Но Рицлер точно не услышал в словах Петра иронии – не в интересах немца было обнаруживать ее.

– Да, разумеется, – подхватил Рицлер. – Кстати, не скрою, что у нас главенствует мнение, особенно среди военных: продолжать войну на Востоке до победы, полностью овладеть ситуацией и таким образом подготовиться к ключевому поединку на Западе. Все, кто держится иной точки зрения и стоит за договор с русскими, не могут не принимать в расчет доводы наших военных и согласятся на мир при одном условии: самом полном удовлетворении германских требований. Кстати, только так они могут заставить военных отказаться от идеи продолжать войну на Востоке, – лицо Рицлера стало влажным, ему нелегко дались эти несколько слов. – Как видите, мнения на мир с Россией у нас разделились, как, очевидно, и у вас?

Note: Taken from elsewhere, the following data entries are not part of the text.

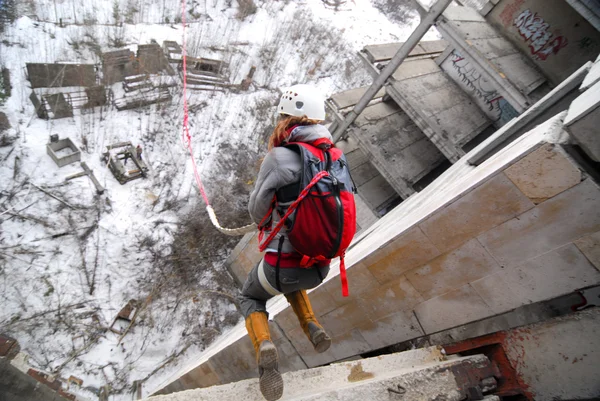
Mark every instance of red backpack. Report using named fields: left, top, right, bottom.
left=259, top=142, right=356, bottom=297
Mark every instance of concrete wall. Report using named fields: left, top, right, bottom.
left=386, top=59, right=492, bottom=163
left=154, top=113, right=600, bottom=391
left=440, top=50, right=519, bottom=128
left=349, top=101, right=446, bottom=199
left=336, top=135, right=402, bottom=216
left=486, top=0, right=600, bottom=85
left=0, top=358, right=67, bottom=401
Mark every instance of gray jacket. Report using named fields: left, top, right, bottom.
left=248, top=125, right=332, bottom=253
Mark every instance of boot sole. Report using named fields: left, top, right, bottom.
left=313, top=330, right=331, bottom=354
left=258, top=343, right=283, bottom=401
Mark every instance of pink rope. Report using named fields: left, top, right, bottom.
left=181, top=0, right=210, bottom=206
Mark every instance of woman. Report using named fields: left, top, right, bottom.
left=240, top=85, right=333, bottom=400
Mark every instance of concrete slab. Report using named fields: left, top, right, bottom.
left=415, top=284, right=493, bottom=334
left=565, top=82, right=600, bottom=161
left=405, top=239, right=501, bottom=299
left=363, top=40, right=448, bottom=63
left=331, top=86, right=385, bottom=109
left=145, top=347, right=491, bottom=401
left=579, top=56, right=600, bottom=92
left=363, top=227, right=441, bottom=284
left=504, top=144, right=582, bottom=204
left=420, top=174, right=534, bottom=253
left=472, top=244, right=600, bottom=313
left=443, top=4, right=485, bottom=22
left=574, top=231, right=600, bottom=270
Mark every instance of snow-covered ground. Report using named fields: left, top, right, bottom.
left=0, top=0, right=435, bottom=400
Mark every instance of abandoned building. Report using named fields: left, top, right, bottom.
left=147, top=0, right=600, bottom=400
left=102, top=141, right=148, bottom=185
left=0, top=0, right=600, bottom=401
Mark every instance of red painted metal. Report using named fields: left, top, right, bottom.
left=444, top=332, right=534, bottom=401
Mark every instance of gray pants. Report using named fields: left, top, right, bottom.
left=240, top=259, right=329, bottom=318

Петр насторожился: чего ради Рицлер вдруг распахнулся перед ним?.. Неспроста же он прекратил исповедовать Петра и сам стал исповедоваться. Или он смилостивился над Белодедом и великодушно позволил ему встать на ноги! Петр тревожно затих; к черту дипломатию, если надо жертвовать своей первоприродой!.. Вот сейчас трахнуть кулачищем по столу так, чтобы вместе со старым фолиантом подпрыгнул и затрясся в предсмертном ознобе Рицлер.

– Вы хотите, чтобы и у нас было два мнения? – спросил Петр, не глядя на собеседника.

– А зачем мне хотеть? – произнес Рицлер и отодвинулся от стола. – Я знаю и так: два.